What is Machine Learning (ML)?
Machine learning teaches computers how to perform tasks by learning from data, instead of being told by the program / programmer.
A quick primer on machine learning
Machine learning uses algorithms to “learn” from volumes of data (what is knowing today as Big Data). The more data the algorithm is fed, the more it can learn, and the more accurate it becomes. A good example is Google Maps’ route suggestion and estimated time of arrival.
There are several buzz words that you will hear associated with ML:
- Neural Networks – Also known as artificial neural networks, are a type of machine learning that is based on how neurons work in the human brain. They are computer programs that use multiple layers of nodes (neurons) operating in parallel to learn things, make decisions, and recognize patterns in a similar way a human does.
- Deep Learning – A neural network that includes many layers of neurons a huge volume of data. Confused? Hold on. This is sort of multi layers of neurons + volumes of data. With this power and data, we can solve complex non-linear problems. This is where we see the breakthrough of AI, such as natural language processing, self driving, digital assistants, etc.
- Supervised vs. Unsupervised Learning – Supervised learning algorithms are trained using data that includes correct answers. They build models that map data to answers and then use models for future processing. Unsupervised algorithms learn from data without being pointed to the correct answers. They work on large and diverse datasets to self-learn and improve.
How Will Machine Learning Help My Business?
- Faster Decisions – Automate prioritize and automate decision making. They can flag opportunities and suggest actions that should be taken so that you and achieve better outcomes / results.
- Adaptability – Process real-time inputs so that you can adjust on the fly. Thinking of how a Tesla can veer away from an incoming collision.
- Deeper Insights – Analyze big, complex, and live data. Find actionable insights that a human cannot.
- Efficiency – Decide on the most efficient action, speed up business processes, and decrease lead time. Plan and forecasts accurately, automate manual tasks, reduce redundancy, and eliminate human error.
- Algorithmic Business – Increase automation, change your business model, introduce new products and services, and reduce cost, time, and errors.
- Better Outcomes – Trigger smart actions based on real-time information, address unexpected risks based on your data, predict problems and opportunities, and adjust your status quo, in turn improve business outcomes.
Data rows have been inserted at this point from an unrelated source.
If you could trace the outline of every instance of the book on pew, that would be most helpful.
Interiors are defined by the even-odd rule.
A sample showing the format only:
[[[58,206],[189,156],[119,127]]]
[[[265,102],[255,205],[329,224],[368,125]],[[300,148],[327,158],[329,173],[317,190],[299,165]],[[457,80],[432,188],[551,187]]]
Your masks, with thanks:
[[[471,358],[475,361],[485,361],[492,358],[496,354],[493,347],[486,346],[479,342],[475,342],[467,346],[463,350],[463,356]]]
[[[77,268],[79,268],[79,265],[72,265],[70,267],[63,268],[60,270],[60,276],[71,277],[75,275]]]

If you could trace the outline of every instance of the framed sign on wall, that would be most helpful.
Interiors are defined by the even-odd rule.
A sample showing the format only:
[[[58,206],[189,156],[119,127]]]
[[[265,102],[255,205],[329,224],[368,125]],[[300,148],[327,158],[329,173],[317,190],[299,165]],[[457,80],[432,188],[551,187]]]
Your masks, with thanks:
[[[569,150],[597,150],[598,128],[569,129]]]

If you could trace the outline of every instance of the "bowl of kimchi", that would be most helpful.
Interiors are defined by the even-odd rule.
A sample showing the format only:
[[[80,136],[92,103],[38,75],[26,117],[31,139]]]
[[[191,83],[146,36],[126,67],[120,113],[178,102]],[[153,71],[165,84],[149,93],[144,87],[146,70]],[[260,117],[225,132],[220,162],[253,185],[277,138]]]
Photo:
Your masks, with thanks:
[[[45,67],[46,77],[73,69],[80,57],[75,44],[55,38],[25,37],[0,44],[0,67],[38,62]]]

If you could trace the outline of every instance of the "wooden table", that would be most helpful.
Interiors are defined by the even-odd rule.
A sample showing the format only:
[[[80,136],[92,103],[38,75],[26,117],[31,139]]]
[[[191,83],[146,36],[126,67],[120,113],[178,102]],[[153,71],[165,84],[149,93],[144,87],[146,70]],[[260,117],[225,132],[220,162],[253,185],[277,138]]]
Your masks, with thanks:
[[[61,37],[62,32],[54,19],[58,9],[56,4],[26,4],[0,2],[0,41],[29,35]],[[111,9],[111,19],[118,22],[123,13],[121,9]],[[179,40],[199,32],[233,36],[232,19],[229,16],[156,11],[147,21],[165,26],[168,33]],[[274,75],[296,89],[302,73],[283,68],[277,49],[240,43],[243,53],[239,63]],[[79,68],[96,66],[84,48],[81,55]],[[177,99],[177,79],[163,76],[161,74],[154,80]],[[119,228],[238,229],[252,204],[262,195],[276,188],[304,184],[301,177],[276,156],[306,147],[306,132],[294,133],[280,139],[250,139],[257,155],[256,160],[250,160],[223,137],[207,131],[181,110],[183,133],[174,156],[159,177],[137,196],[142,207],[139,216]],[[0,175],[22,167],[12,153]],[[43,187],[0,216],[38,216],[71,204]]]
Machine Learning Use Case Examples
- Manufacturing – Manufacturers collect a huge amount of data from plant sensors – which is perfect for machine learning. Computer vision and anomaly detection algorithms are used for quality control – and others are used for predictive maintenance, demand forecasting, and asset utilization reports.
- Finance – Given its high data volumes and historical records, finance is a user of ML. Algorithms are used for trading stocks, approving loans, detecting fraud, assessing risks, and underwriting insurance. They have even created robo-advisors to provide self-service financial advice and portfolio management.
- Healthcare – Machine learning algorithms can process more data and spot more patterns than any team of researchers or doctors, no matter how many hours they put in. Algorithms don’t need to rest. ML is now helping drive a spectrum of possibilities including: medical image analysis, early cancer detection, drug development, robot-assisted surgery, medical interactions, and genome analysis.